[MLton] Crash fread(...) failed (only read 0) (Cannot allocate memory) during deepFlatten with MLton 20070826

Tue Apr 22 17:27:54 PDT 2008

On Tue, 22 Apr 2008, Nicolas Bertolotti wrote:
>>> One thing I notice is that when writing the heap to disk, we do not
>>> release the card/cross maps.  Although with a 1.6G heap, these are only
>>> 12.8M, if they happen to fall in the middle of the virtual address
>> space,
>>> then it may not be possible to find the requested 1.6G heap.
>>>
>>> You could try the attached patch, which releases the card/cross maps
>> after
>>> writing the heap to disk.
>
> I could notice that, when the heap is copied to the disk and 
> createHeap() is called to allocate a new heap, there are multiple 
> iterations of the "backoff" loop before mmap() succeeds. As a 
> consequence, the newly allocated heap is not as big as what the GC 
> algorithm would normally expect.

Right, if we are required to backoff, then we don't have a heap of the 
desired size.  But, the runtime doesn't carry information about the 
desired size from one GC to the next.  At a garbage collection, the 
decision whether to use the Cheney Copy gc or the Mark Compact gc is 
dependent upon whether or not there is space for a secondary heap.

> Using your latest patch (still combined with mine), I could notice that 
> we don't loop anymore and the new heap size corresponds to what the GC 
> algorithm expects (Then, I guess it will also make it possible to run 
> more instructions without entering GC again).

The desired size gives the heap a lot more space than the minimum size. 
The minimum size is just enough to satisfy the last heap limit check that 
failed -- it probably doesn't cover more than 6 or so basic blocks, and it 
doesn't cover any allocating loops.  So, if we only get a heap of the 
minimum size, then we are almost certainly going to fail the next limit 
check and go through the entire process of a major collection and heap 
resizing (with a possible page to disk and back).

> So, it really seems that releasing the card/cross map before allocating 
> the heap is a good way to reduce memory fragmentation.

Good.  I'll commit my patch as well as yours.

> It might be interesting to release and rebuild the card/cross map in 
> other circumstances in order to achieve better performances:
> - if remapHeap() fails, we could retry after releasing the card/cross
>   map before deciding to create a new heap and copy the existing one.
> - if createHeap() fails, we could retry after releasing the card/cross
>   map before deciding to back up the existing heap to the disk.
> ... it depends on what the cost of rebuilding the card/cross map is (for 
> the 2nd option, I guess it is certainly much less than transferring 1.5 
> Gb to disk).

Rebuilding the cross map is linear in the number of objects in the heap. 
But, that is certainly cheaper than the write/read of the heap to disk.

> What do you think?

Those seem like reasonable heuristics.  Another reasonable heuristic might 
be to release the card/cross maps preemptively if the desired size is > 
1/4 of the virtual address space, since in that situation, any 
fragmentation makes it difficult to satisfy that size.

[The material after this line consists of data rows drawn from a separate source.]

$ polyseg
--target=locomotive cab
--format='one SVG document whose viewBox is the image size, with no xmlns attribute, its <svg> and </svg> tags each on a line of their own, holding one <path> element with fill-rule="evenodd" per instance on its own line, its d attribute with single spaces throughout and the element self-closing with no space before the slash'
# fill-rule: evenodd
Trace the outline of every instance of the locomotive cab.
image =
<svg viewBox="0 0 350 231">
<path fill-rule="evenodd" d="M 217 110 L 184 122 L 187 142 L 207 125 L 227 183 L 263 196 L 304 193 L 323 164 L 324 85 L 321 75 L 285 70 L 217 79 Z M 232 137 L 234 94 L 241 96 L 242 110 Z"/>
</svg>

Tested patches are certainly welcome, especially since you have examples 
that would benefit from such heuristics.  You might also put in some gc 
messages that report when remapHeap and createHeap fail, to determine 
whether it is really beneficial.

BTW, if you are just changing the runtime, you might find it useful to 
rebuild the compiler with '-keep o', which will leave all of the object 
files from the compiler around.  Then you can compile with
'mlton -output mlton-compile *.o' which will just link the object files 
with the new runtime.

> P.S.: the compilation no longer crashes on my 2 Gb machine so it seems 
> that the initial issue has now been fully fixed.
>
> Unfortunately, the compilation swaps a lot (really a lot) during 
> deepFlatten and I'm afraid it has become impossible to build the product 
> using a machine that has less than 3 Gb of RAM. Any idea about what we 
> could do to limit the memory consumption during this phase?

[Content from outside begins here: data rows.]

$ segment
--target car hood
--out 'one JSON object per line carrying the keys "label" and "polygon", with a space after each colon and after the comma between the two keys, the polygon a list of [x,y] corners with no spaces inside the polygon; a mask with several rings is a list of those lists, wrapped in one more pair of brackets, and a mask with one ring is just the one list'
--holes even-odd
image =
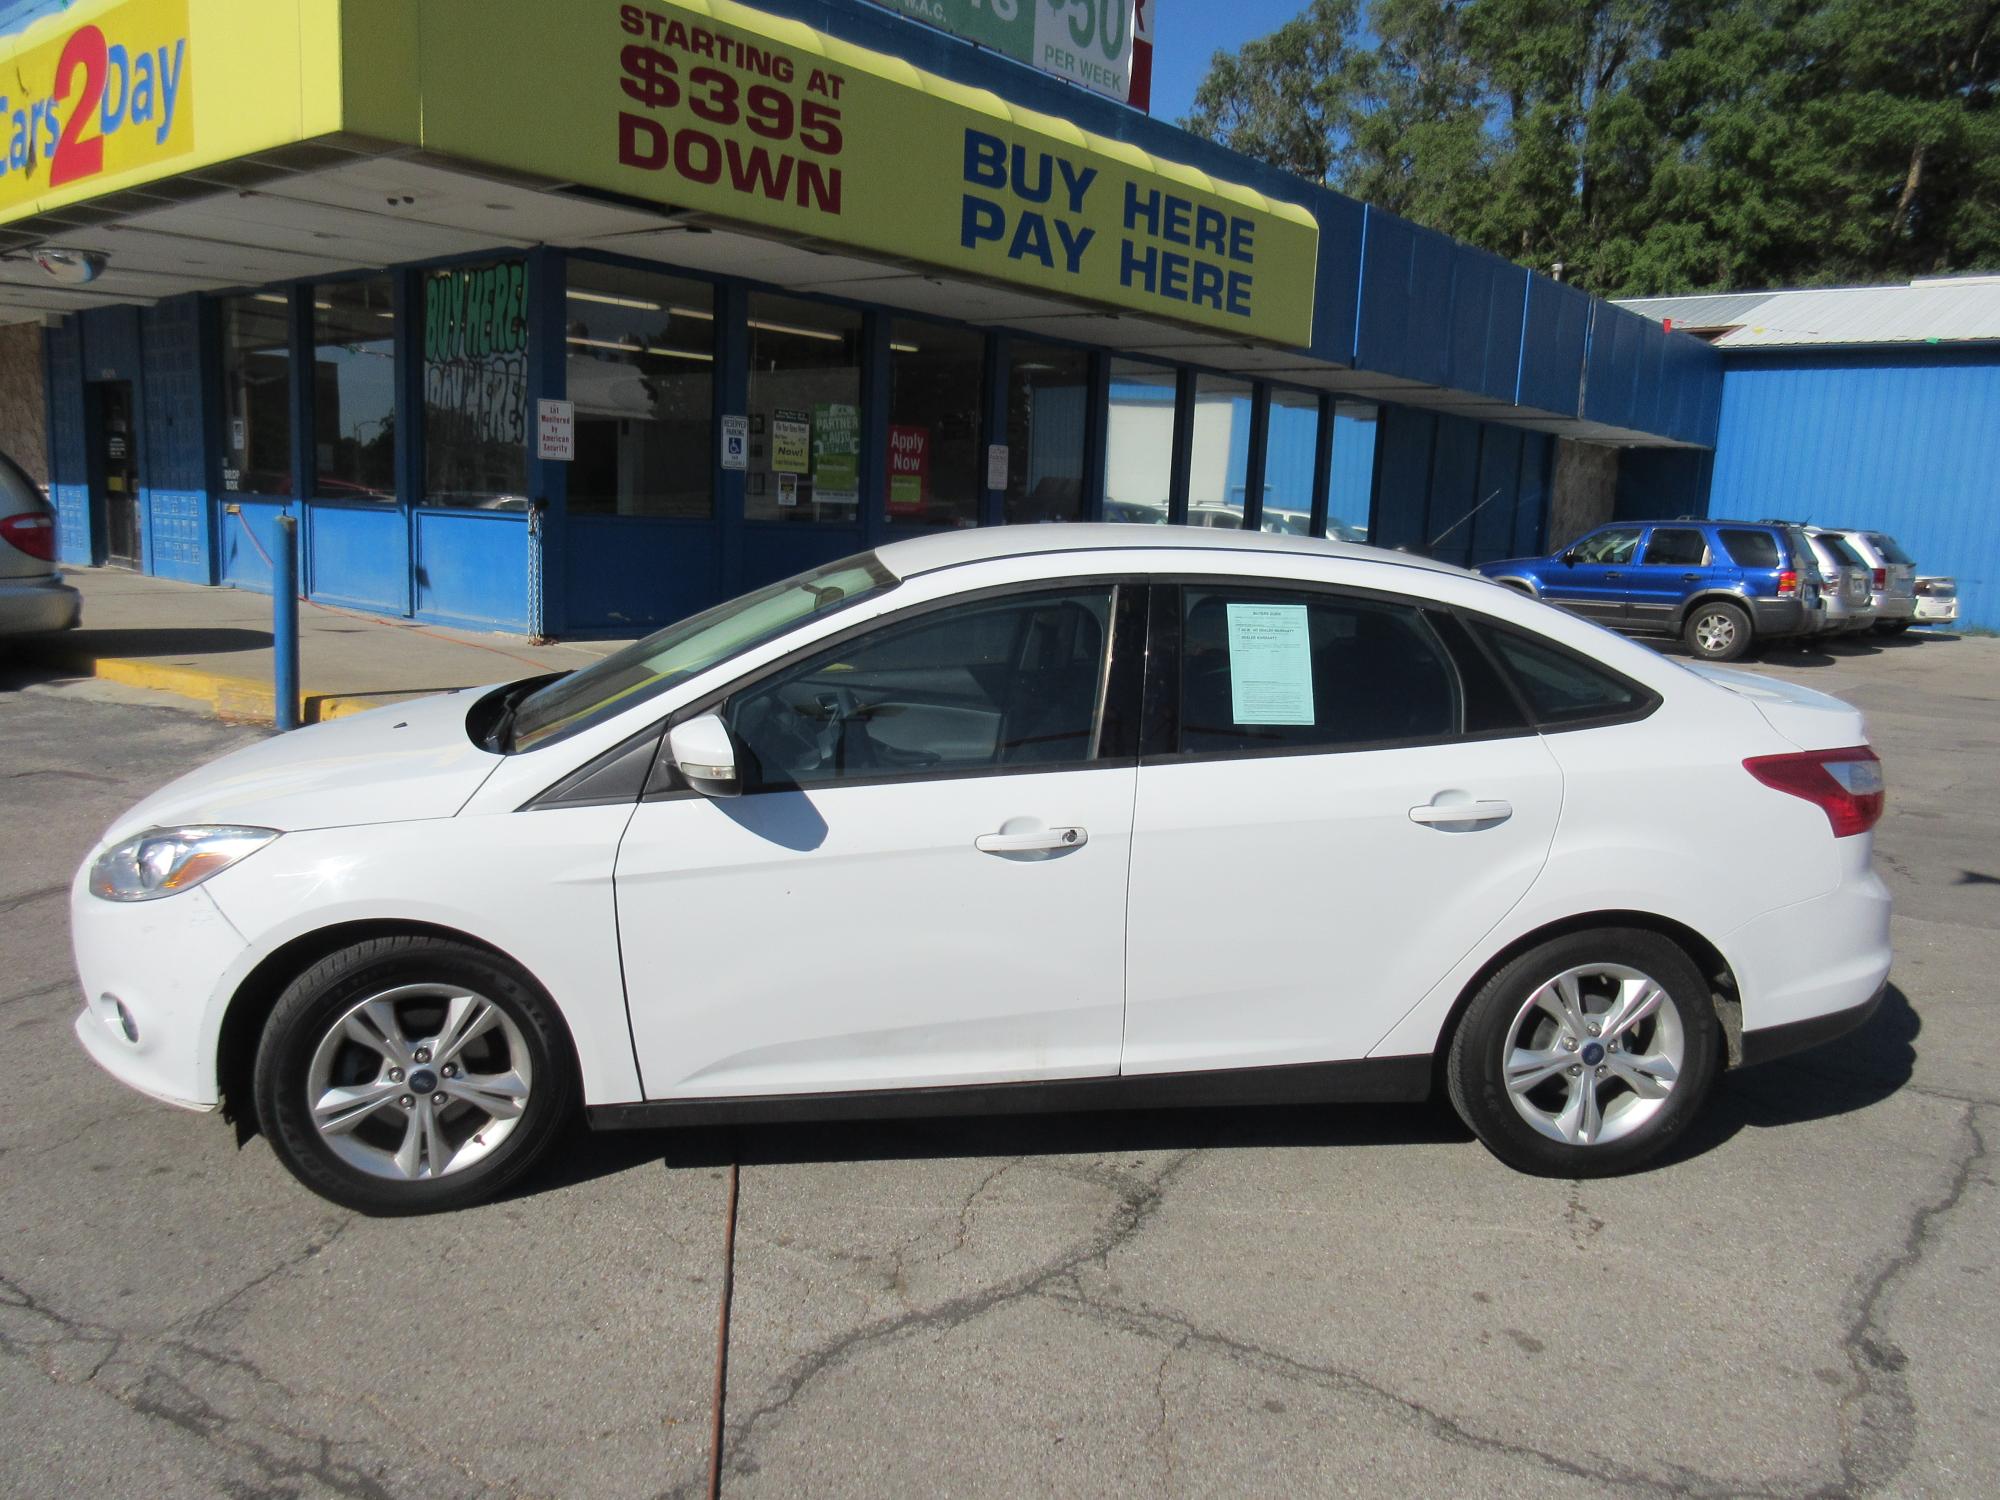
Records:
{"label": "car hood", "polygon": [[1548,559],[1546,557],[1502,557],[1502,558],[1496,558],[1492,562],[1481,563],[1478,567],[1473,569],[1473,572],[1485,573],[1488,575],[1494,573],[1505,573],[1509,571],[1518,570],[1521,568],[1539,567],[1541,564],[1547,561]]}
{"label": "car hood", "polygon": [[1868,743],[1861,710],[1830,693],[1734,667],[1689,665],[1687,670],[1749,699],[1766,723],[1801,750],[1843,750]]}
{"label": "car hood", "polygon": [[449,818],[502,759],[465,730],[466,712],[483,692],[393,703],[247,745],[168,782],[120,818],[104,842],[192,823],[290,833]]}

I've previously suggested trying the 'hash-cons p' runtime option, that 
instructs the runtime to hash-cons every 1/p (major) garbage collections. 
This can reduce the live data by sharing data.  Of course, the 
hash-consing table requires some space, which is may be hard to come by in 
this situation.

Beyond that, there aren't any runtime or compiler options that will affect 
the memory usage of the deepFlatten pass.  Either disable the pass 
completely ('-drop-pass deepFlatten') or you will need to investigate 
algorithmic changes to the deepFlatten pass.

-Matthew